Greer, who earned a degree in Spanish and women's studies from Colgate University in 2000, said service learning officially became a part of Emerson classes eight years ago.

Jennifer Rhoads, a communication sciences and disorders major at the time, completed a directed study project on how much service learning was available at the college.

Rhoads, who graduated in 1998, went on to write a grant proposal at the end of her project to provide funding for starting an official program.

According to Greer, a Volunteers In Service To America (VISTA) volunteer came to Emerson to assist in the creation of a program.

In 2001, the school opened an office of service learning and community action.

Greer has been its director since the opening.

"It's applied learning and it expands the walls of the classroom," Greer said. "When I was an undergrad, we didn't even have service learning."

Emerson started out with only one class offering a service learning component, Greer said.

Grant MacDermott, a sophomore BFA acting major, said he was impressed with the virtues of the program.

As a freshman, MacDermott was enrolled in the interdisciplinary class Good and Evil. In lieu of a paper, he had the option of volunteering at a preschool.

Once a week for two hours, MacDermott read to the children and said he found it to be a rewarding experience.

"I didn't know that the class involved this when I signed up," he said. "But it was really fun. It was nice to apply the things I was learning to a real setting. The best part was being able to influence the kids."

Greer said service learning manifests itself in many different ways.

For some classes, such as MacDermott's, the service is voluntary, often used in place of a final paper.

For others, such as the Language Acquisition class in the Communication Sciences and Disorders major, service is required.

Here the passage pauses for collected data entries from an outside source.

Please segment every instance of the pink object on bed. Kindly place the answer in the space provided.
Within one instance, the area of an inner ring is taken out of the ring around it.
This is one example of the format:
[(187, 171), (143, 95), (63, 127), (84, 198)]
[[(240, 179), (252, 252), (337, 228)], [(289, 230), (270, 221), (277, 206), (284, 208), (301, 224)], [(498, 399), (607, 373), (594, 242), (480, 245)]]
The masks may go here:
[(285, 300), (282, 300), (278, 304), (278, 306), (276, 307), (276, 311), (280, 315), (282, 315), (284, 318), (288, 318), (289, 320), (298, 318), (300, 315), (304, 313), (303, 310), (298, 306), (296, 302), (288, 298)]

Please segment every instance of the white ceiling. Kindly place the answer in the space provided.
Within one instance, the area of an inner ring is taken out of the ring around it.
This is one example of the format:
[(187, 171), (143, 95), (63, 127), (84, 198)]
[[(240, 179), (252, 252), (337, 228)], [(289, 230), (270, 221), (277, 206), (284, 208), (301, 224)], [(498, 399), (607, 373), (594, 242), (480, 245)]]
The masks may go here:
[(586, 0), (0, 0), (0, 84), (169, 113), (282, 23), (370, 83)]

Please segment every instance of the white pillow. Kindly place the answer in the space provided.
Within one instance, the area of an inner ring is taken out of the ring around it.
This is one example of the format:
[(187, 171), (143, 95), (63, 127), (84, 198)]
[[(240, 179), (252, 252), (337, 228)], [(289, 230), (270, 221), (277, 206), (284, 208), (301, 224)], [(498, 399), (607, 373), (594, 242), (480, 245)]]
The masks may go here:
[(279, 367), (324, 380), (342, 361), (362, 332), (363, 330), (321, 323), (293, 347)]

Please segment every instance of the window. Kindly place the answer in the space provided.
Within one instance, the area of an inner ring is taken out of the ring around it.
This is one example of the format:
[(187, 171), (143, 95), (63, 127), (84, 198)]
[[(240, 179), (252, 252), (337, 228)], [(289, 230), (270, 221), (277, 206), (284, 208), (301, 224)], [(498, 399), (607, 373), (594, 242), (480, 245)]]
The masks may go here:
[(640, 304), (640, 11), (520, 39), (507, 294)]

In that class, students go to a preschool for two hours a week to tutor the children.

"Some [majors] are more conducive to this activity, but we hope to see it part of the curriculum in all majors," Greer said.

"There are a lot in interdisciplinary and gen. ed. classes, so everyone has a chance to get into it. I am excited to see how it has grown throughout the classes."

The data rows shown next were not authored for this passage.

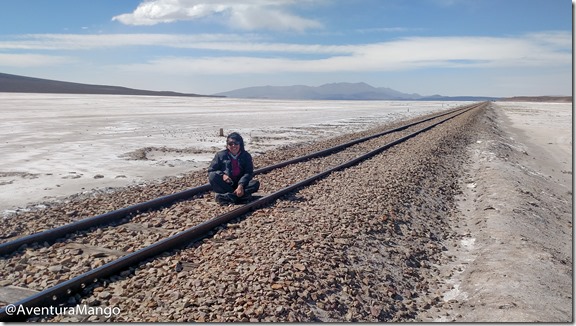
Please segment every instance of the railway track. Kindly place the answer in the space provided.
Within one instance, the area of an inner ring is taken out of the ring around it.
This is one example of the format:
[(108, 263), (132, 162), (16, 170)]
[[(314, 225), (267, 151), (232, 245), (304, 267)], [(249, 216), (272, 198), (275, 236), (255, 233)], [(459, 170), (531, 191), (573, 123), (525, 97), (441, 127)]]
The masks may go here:
[[(449, 110), (447, 112), (432, 115), (431, 117), (420, 119), (420, 120), (417, 120), (417, 121), (409, 123), (409, 124), (405, 124), (405, 125), (402, 125), (402, 126), (399, 126), (396, 128), (392, 128), (392, 129), (389, 129), (389, 130), (386, 130), (386, 131), (383, 131), (380, 133), (376, 133), (374, 135), (361, 137), (361, 138), (358, 138), (358, 139), (355, 139), (352, 141), (345, 142), (343, 144), (339, 144), (339, 145), (336, 145), (336, 146), (333, 146), (333, 147), (330, 147), (327, 149), (313, 152), (311, 154), (307, 154), (307, 155), (300, 156), (300, 157), (293, 158), (293, 159), (288, 159), (288, 160), (280, 162), (280, 163), (271, 164), (269, 166), (266, 166), (266, 167), (263, 167), (260, 169), (256, 169), (254, 171), (254, 173), (255, 173), (255, 175), (264, 174), (264, 173), (270, 172), (272, 170), (282, 168), (284, 166), (288, 166), (291, 164), (296, 164), (296, 163), (304, 162), (306, 160), (310, 160), (313, 158), (319, 158), (319, 157), (331, 155), (331, 154), (337, 153), (343, 149), (349, 148), (353, 145), (360, 144), (362, 142), (366, 142), (368, 140), (371, 140), (371, 139), (374, 139), (377, 137), (381, 137), (381, 136), (384, 136), (387, 134), (391, 134), (394, 132), (404, 131), (407, 128), (430, 122), (433, 119), (441, 118), (443, 116), (451, 114), (453, 111), (458, 111), (458, 110), (459, 109)], [(82, 230), (86, 230), (86, 229), (101, 226), (101, 225), (106, 225), (108, 223), (112, 223), (112, 222), (118, 221), (122, 218), (125, 218), (127, 216), (130, 216), (131, 214), (137, 214), (137, 213), (144, 212), (147, 210), (158, 209), (158, 208), (161, 208), (163, 206), (168, 206), (168, 205), (171, 205), (171, 204), (173, 204), (177, 201), (180, 201), (180, 200), (190, 199), (197, 194), (201, 194), (201, 193), (209, 191), (209, 190), (210, 190), (210, 185), (204, 184), (201, 186), (187, 189), (185, 191), (181, 191), (181, 192), (177, 192), (174, 194), (158, 197), (158, 198), (148, 200), (148, 201), (145, 201), (142, 203), (138, 203), (138, 204), (124, 207), (121, 209), (106, 212), (104, 214), (100, 214), (100, 215), (97, 215), (97, 216), (94, 216), (91, 218), (82, 219), (82, 220), (79, 220), (77, 222), (70, 223), (70, 224), (63, 225), (63, 226), (59, 226), (59, 227), (56, 227), (56, 228), (53, 228), (50, 230), (37, 232), (34, 234), (30, 234), (30, 235), (25, 235), (25, 236), (19, 237), (18, 239), (13, 239), (10, 241), (5, 241), (4, 243), (0, 243), (0, 256), (10, 254), (10, 253), (16, 251), (20, 246), (23, 246), (26, 244), (32, 244), (32, 243), (37, 243), (37, 242), (43, 243), (46, 241), (47, 242), (55, 241), (58, 238), (66, 236), (67, 234), (71, 234), (73, 232), (82, 231)]]
[[(214, 209), (214, 212), (216, 212), (215, 218), (207, 218), (206, 214), (201, 214), (200, 212), (196, 213), (198, 216), (193, 217), (183, 217), (171, 212), (171, 207), (173, 206), (188, 206), (186, 209), (190, 212), (190, 215), (193, 215), (196, 201), (213, 202), (211, 195), (204, 196), (209, 187), (202, 185), (174, 195), (164, 196), (72, 223), (55, 230), (40, 232), (15, 241), (5, 242), (0, 245), (1, 253), (6, 260), (13, 262), (12, 267), (14, 269), (12, 271), (16, 272), (19, 272), (19, 269), (21, 271), (22, 266), (28, 264), (26, 258), (28, 250), (38, 250), (51, 258), (52, 261), (50, 262), (49, 259), (48, 264), (54, 264), (58, 260), (66, 260), (66, 255), (78, 254), (79, 251), (86, 251), (89, 254), (89, 258), (93, 258), (93, 263), (84, 266), (84, 268), (72, 270), (68, 274), (63, 273), (60, 278), (52, 282), (30, 280), (27, 277), (18, 285), (35, 287), (41, 291), (13, 304), (15, 306), (42, 307), (65, 302), (72, 294), (81, 291), (97, 279), (119, 274), (143, 260), (206, 237), (214, 228), (223, 223), (227, 223), (247, 212), (265, 207), (286, 194), (305, 187), (334, 171), (345, 169), (366, 160), (389, 147), (444, 123), (454, 116), (483, 106), (485, 104), (481, 103), (458, 108), (394, 130), (309, 154), (303, 158), (259, 169), (257, 173), (260, 175), (259, 178), (264, 185), (261, 192), (266, 195), (232, 210), (229, 210), (230, 208), (228, 207), (216, 207)], [(294, 169), (310, 171), (310, 176), (295, 182), (290, 178), (291, 171), (294, 171)], [(274, 171), (273, 174), (270, 173), (272, 171)], [(183, 201), (190, 198), (193, 200)], [(179, 211), (183, 211), (182, 207), (179, 207)], [(161, 222), (150, 225), (148, 221), (157, 220), (158, 216), (164, 216)], [(188, 220), (184, 224), (177, 223), (177, 221), (181, 222), (182, 219)], [(91, 228), (90, 232), (85, 231), (88, 228)], [(149, 243), (151, 233), (156, 235), (157, 242)], [(126, 247), (122, 244), (122, 238), (126, 236), (140, 237), (143, 234), (146, 236), (142, 237), (142, 245), (140, 247)], [(117, 236), (116, 240), (113, 240), (117, 245), (112, 248), (104, 248), (99, 241), (100, 239), (106, 239), (106, 241), (110, 242), (110, 239), (114, 236)], [(49, 246), (54, 241), (56, 243)], [(20, 257), (22, 258), (18, 260)], [(119, 258), (115, 259), (116, 257)], [(94, 258), (100, 259), (94, 263)], [(58, 271), (59, 273), (62, 272), (62, 269), (69, 269), (62, 265), (58, 265), (62, 267)], [(4, 273), (10, 273), (10, 270), (6, 269)], [(8, 275), (5, 274), (5, 276)], [(25, 283), (28, 281), (30, 282)], [(13, 317), (15, 316), (7, 314), (6, 307), (0, 310), (0, 320), (10, 320)], [(25, 318), (25, 316), (18, 317)]]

Eric Tollar, a sophomore organizational and political communication major, said his Argument and Advocacy course uses the program as part of the curriculum.

He will go to a middle school once a week for two hours to teach the fine points of debate.

Though he didn't know this was part of the course when he signed up, he said he is still excited about the opportunity.

"Teaching kids is fun and I enjoy that part of it," he said. "And it's also a great way to develop my craft. I think the best way to do that is to teach it."